Thanks @ptrblck for your answer! Checked with the following code whether the parameters get updated and they seem to be not, as the original plots submitted also show that no learning is happening.
optim.zero_grad()
params_before = list(model.parameters())
loss.backward()
optim.step()
params_after = list(model.parameters())
all_params_equal = True
for p_before, p_after in zip(params_before, params_after):
all_params_equal = all_params_equal and torch.equal(p_before.data, p_after.data)
print(f"Are all parameters equal? {all_params_equal}")
Not sure what you mean by checking whether the model is static.
Thanks for the check! Could you check the .grad attributes of all parameters before and after the first backward() call next?
They should be set to None before and should show a valid tensor afterwards.
If both print statements are showing None gradients, the computation graph seems to be detached and we would need to check why that’s the case.
Thanks again @ptrblck . Modified the training loop as below:
optim.zero_grad()
params_before = list([param.data.cpu().detach().numpy() for param in model.parameters()])
for p_before in model.parameters():
print(f"Grad: before - {p_before.grad}")
loss.backward()
for p_after in model.parameters():
print(f"Grad: after - {p_after.grad}")
optim.step()
params_after = list([param.data.cpu().detach().numpy() for param in model.parameters()])
all_params_equal = True
for p_before, p_after in zip(params_before, params_after):
all_params_equal = all_params_equal and np.array_equal(p_before, p_after)
print(f"Are all parameters equal? {all_params_equal}")
Previously I think the parameters shared the same reference, and were marked as equal. Detached them and stored them as numpy arrays to make the comparison and there seem to be small changes in the parameters, i.e. they seem to get updated. Sorry for this!
The gradients seem to be None first and then after doing first the backprop they seem to get updated to tensors. Here is the output:
OK, so it seems the gradients are calculated and the parameters updated.
It’s still unclear why your model isn’t learning anything. Could you compare the gradient magnitudes between PyTorch 1.13.1 and 2.0.1?
I’m unsure what norm values would be expected, but I also see that you are using the mps backend.
Do you see the same behavior in any other backend (e.g. CPU or CUDA)?
Thank for checking. In this case I would start removing parts of the model until e.g. a single layer is used to check if you can train it at all. I haven’t seen this kind of issue before and since your parameters are updated, I guess something else might block the training.
@ptrblck so the model has just two RNN layers.
Switch to just one layer and we get the same bad results in PyTorch 2.0.1 while in 1.13.1 the performance goes from ~0.9 to ~0.75.
In that case I would assume it should be easy to post a minimal and executable code snippet reproducing the training stagnation, which we could use to reproduce and debug it.
The sample contains various conda environment files depending on your hardware (Mac/CPU and Nvidia GPU) for each of the PyTorch version 1.13.1 and 2.0.1.

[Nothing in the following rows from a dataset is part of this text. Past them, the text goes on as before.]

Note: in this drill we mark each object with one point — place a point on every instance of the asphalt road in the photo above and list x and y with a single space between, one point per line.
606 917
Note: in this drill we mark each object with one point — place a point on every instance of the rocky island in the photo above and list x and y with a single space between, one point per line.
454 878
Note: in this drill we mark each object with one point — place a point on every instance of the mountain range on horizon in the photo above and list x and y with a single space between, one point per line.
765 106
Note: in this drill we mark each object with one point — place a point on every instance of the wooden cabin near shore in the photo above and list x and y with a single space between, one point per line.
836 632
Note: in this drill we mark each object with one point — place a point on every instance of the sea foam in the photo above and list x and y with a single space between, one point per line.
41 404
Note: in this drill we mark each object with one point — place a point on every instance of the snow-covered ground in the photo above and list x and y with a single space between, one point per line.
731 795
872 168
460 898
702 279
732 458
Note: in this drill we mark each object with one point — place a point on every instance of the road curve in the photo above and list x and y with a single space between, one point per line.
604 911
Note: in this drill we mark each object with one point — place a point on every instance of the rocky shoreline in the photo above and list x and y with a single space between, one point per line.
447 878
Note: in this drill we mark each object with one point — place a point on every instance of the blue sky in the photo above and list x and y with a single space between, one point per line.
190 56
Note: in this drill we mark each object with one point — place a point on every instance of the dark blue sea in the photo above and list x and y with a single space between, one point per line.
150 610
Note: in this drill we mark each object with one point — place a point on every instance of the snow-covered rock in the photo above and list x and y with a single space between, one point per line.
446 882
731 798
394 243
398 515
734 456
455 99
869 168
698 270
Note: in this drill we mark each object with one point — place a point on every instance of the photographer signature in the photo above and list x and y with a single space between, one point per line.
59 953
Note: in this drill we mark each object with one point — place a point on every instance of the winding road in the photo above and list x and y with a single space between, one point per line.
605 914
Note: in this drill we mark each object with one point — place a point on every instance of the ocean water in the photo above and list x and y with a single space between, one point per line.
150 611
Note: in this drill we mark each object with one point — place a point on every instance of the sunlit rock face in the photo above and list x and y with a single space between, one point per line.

To run it on CPU the following command should be executed: python main.py --num_shot 1 --num_classes 2.
Thanks! Unfortunately, your code isn’t executable without downloading an unknown dataset from an unknown source.
The comments in your model also don’t seem to be valid as using any value combination for [B, K+1, N, 784] for the data and [B, K+1, N, N] results in shape mismatches, so could you let me know what the expected shapes are?
@ptrblck we are using the Omniglot dataset, i.e. the transpose of MNIST, as per the MANN paper we are implementing in the code sample. If this poses a security threat for you, could switch to MNIST, though it will take some time.
The code should definitely run as it is, so not sure what you mean with the comments related to the shapes. Have you executed the code and received any errors?
In imageio 2.19.3, the min and max values are [0, 255].
However in imageio 2.31.1, the min and max values are [0., 1.]. Hence (image / 255.) makes the image to (almost) 0 in the pytorch 2.0.1 conda environment.
After handling this normalization correctly, all the pytorch versions give similar performance (atleast in my experiments).
image = image / image.max()
I am not sure if this is the same issue that you are facing though.